Der eindringlich in klarem Schwarz-Weiß gehaltene Streifen, schildert die Odyssee einer jungen Frau, die durch ein schreckliches Ereignis in ihrer Kindheit eine unvorhersehbare Wandlung vollzieht. Allen voran Kika Magalhaes, die zu einem späteren Zeitpunkt Francisca als junge Frau verkörpert, beweist enorm viel Talent und ein breites emotionales Spektrum. Die beklemmende Musik von Komponist Ariel Loh und die fabelhafte Kameraarbeit von Zach Kuperstein, sorgen für eine bedrohliche Grundstimmung, die durch die schonungslosen Bilder und die Furcht erregende Performance der Hauptdarstellerin alptraumhafte Dimensionen annimmt. Die Story bietet einige überraschende und schockierende Wendungen, die an dieser Stelle nicht verraten werden. Allen Horror-Fans, mit einer hohen Toleranzgrenze für Gore und Splatter, sei dieser Film wärmstens ans Herz gelegt. Alle anderen sollten einen großen Bogen um diesen Film machen, denn dieser kleine aber feine Höllentrip ist wahrlich nichts für schwache Nerven.

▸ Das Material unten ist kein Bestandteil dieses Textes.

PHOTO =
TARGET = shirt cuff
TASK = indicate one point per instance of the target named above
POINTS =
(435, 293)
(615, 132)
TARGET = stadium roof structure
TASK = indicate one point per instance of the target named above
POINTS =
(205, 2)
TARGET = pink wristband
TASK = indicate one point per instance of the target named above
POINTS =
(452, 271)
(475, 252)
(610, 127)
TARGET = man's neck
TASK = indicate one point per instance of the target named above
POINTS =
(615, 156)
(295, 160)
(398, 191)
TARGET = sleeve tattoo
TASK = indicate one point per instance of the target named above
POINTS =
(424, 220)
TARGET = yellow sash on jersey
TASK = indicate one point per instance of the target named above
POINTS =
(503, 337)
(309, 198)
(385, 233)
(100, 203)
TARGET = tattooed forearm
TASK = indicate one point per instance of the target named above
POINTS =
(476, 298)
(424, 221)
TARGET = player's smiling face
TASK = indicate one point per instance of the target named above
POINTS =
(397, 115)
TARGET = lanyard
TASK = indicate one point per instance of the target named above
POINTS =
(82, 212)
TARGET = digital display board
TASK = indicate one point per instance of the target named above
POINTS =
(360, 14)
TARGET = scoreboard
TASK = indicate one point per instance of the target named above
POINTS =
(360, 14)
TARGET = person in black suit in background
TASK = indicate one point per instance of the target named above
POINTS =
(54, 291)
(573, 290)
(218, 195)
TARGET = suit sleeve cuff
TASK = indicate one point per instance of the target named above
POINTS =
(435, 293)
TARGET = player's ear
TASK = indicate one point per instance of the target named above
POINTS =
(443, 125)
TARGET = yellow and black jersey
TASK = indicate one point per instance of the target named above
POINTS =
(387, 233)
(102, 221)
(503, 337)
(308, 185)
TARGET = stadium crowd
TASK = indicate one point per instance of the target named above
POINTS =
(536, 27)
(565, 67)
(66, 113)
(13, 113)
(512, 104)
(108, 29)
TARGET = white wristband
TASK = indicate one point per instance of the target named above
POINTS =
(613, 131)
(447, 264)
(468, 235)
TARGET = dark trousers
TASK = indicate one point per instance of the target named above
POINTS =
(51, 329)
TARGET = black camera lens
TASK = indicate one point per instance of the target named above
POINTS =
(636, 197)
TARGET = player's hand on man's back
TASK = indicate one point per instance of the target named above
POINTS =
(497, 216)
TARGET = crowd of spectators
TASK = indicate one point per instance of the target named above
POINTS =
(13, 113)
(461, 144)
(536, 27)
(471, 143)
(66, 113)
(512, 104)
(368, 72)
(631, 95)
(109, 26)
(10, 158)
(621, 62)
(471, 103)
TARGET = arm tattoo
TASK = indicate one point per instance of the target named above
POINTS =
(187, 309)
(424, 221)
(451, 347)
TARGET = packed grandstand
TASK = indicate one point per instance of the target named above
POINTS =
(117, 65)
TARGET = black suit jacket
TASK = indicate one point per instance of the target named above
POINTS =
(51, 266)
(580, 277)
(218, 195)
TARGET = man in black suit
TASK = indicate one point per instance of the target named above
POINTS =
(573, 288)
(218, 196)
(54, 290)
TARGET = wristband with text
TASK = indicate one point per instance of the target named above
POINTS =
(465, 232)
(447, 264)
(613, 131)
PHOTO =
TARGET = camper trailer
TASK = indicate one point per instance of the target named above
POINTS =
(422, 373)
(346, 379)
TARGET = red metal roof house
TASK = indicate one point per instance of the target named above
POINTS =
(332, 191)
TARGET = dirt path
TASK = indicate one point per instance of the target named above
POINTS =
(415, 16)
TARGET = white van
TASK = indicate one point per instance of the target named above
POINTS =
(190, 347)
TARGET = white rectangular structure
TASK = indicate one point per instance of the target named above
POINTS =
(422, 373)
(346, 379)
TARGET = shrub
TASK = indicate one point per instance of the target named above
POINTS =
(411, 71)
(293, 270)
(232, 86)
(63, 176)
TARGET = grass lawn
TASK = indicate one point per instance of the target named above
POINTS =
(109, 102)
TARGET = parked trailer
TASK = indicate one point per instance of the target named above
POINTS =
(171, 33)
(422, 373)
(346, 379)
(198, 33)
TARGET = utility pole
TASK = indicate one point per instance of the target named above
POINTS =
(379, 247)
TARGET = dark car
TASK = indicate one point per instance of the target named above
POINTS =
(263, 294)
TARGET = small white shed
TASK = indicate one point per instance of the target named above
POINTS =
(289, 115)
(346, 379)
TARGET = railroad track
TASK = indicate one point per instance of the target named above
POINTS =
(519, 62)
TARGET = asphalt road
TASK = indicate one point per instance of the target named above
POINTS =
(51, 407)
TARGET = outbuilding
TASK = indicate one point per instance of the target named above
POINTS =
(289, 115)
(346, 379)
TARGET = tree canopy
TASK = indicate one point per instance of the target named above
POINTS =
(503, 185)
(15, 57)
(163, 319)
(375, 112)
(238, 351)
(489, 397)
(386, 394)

Mit seinem Debüt liefert uns Regisseur und Drehbuchautor Nicolas Pesce einen der bizarrsten und unheimlichsten Horror-Filme der letzten Jahre, der uns mit seiner beklemmenden Stimmung und seinen schockierenden Bildern den Boden unter den Füßen wegzieht.

„The Eyes of My Mother“ startet am 2. Februar 2017 in ausgewählten deutschsprachigen Kinos.